Tang Ping ist im Grunde ein Lifestyle der sich um die Optimierung der eigenen Zeit dreht. Die Idee ist das harte Arbeit nicht garantiert zu Erfolg, aber Müßiggang zwangsläufig zu einem gemütlichen Leben führt.
Während die Partei harte Arbeit und Strebsamkeit als erstrebenswerte Ideale anpreist, wie etwa kürzlich in der Ansprache zum 4. Mai durch Xi Jinping, postuliert die chinesische junge Gegenkultur, dass eine Reduktion der eigenen Lebensziele das wahre Ideal sein sollte.
Bai Lan geht eine Spur weiter. Übersetzt bedeutet 摆烂 in etwa „es verfallen lassen“ und ist ironischerweise eng mit dem westlichen Konzept des „black pillings“ verwandt. Beide Philosophien sehen die Gesellschaft auf einen Abhang zusteuern und sehen keinen Grund (oder Möglichkeit) das Ruder herumzureißen. Die Idee ist das System eben an die Wand fahren zu lassen und zu hoffen, dass etwas Besseres nachkommt, im Prozess aber passiv zu bleiben, "es passieren zu lassen".
Das Problem ist in China mittlerweile so groß, dass die dortigen Medien bereits mehrmals darauf hingewiesen haben, dass Tang Ping und Bai Lan nicht erstrebenswerte Ideale seien.

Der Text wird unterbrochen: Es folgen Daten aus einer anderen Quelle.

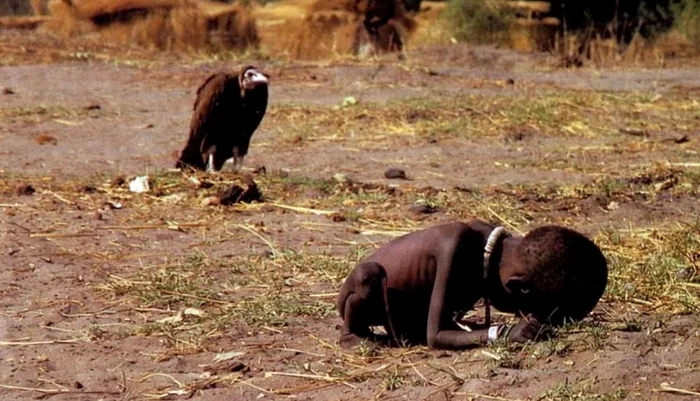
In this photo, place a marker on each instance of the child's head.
(554, 273)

Wir im Westen können daraus vor allem zwei Lektionen lernen. Zum einen sehen wir, dass auch Menschen in sozialistischen Systemen optimieren und diese Optimierung bedeutet, dass wenn „nichts tun“ eine Option ist, Menschen diese Option wählen. Und wer mag es ihnen verdenken? Der Stundensatz einer Person die für nichts tun etwas bekommt ist höher als der Stundensatz des reichsten CEOs, denn der musst wenigstens irgendwas tun, und sei es ab und an im Büro vorbeizuschauen. Etwas für nichts zu bekommen übersetzt sich in einen unendlich hohen Stundensatz und es ist daher vernünftig so einen Lebensstil zu wählen.

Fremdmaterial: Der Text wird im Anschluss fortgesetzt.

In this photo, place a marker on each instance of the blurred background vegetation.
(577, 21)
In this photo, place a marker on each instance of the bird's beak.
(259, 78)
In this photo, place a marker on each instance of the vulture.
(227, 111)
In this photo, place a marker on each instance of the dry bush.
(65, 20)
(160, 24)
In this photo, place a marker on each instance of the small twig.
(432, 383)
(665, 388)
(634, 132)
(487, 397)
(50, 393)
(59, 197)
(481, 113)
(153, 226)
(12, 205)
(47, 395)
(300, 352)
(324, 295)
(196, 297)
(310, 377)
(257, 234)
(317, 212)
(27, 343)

Die andere Lektion ist dass der sozialistische Staat eben nicht, wie in westlichen sozialistischen Kreisen vermutet, den Künstler und Lebenskünstler über den Manager stellt. Ganz im Gegenteil. Der sozialistische Staat braucht, um seine Wirtschaft am Laufen zu halten, genau die gleichen Manager wie der Kapitalismus, Leute die aus den Arbeitern das Maximum herausquetschen und er braucht die entsprechenden Arbeiter die sich ausquetschen lassen und im Idealfall noch lächeln und danke sagen. Der westliche Künstler ist nur der nützliche Idiot der den Sozialisten Macht bringt, wenn er die Macht aber einmal hat, wird der Künstler zum Arbeiter "umerzogen", denn "Selbstverwirklichung" ist nur ein sozialistisches Ideal wenn etwas für den Staat nützliches dabei herauskommt.
Die oben beschriebenen Jugendbewegungen stellen für China ein existenzielles Problem dar, ein Problem das im Grunde nur mit Arbeitspflicht oder aber mit einer Erhöhung der Motivation der Jugend zu lösen ist. In anderen Worten: entweder beginnen die Chinesen Stalins Methoden zu imitieren oder aber den westlichen Weg. Beides bringt Probleme für die Partei mit sich.
Bai Lan und Tang Ping sind revolutionäre Bewegungen, aber es sind stille Revolutionen, Tröpfchen die das Fundament der Partei langsam aber sicher aushöhlen. Man darf gespannt sein wie die Partei auf diese neue Herausforderung reagiert.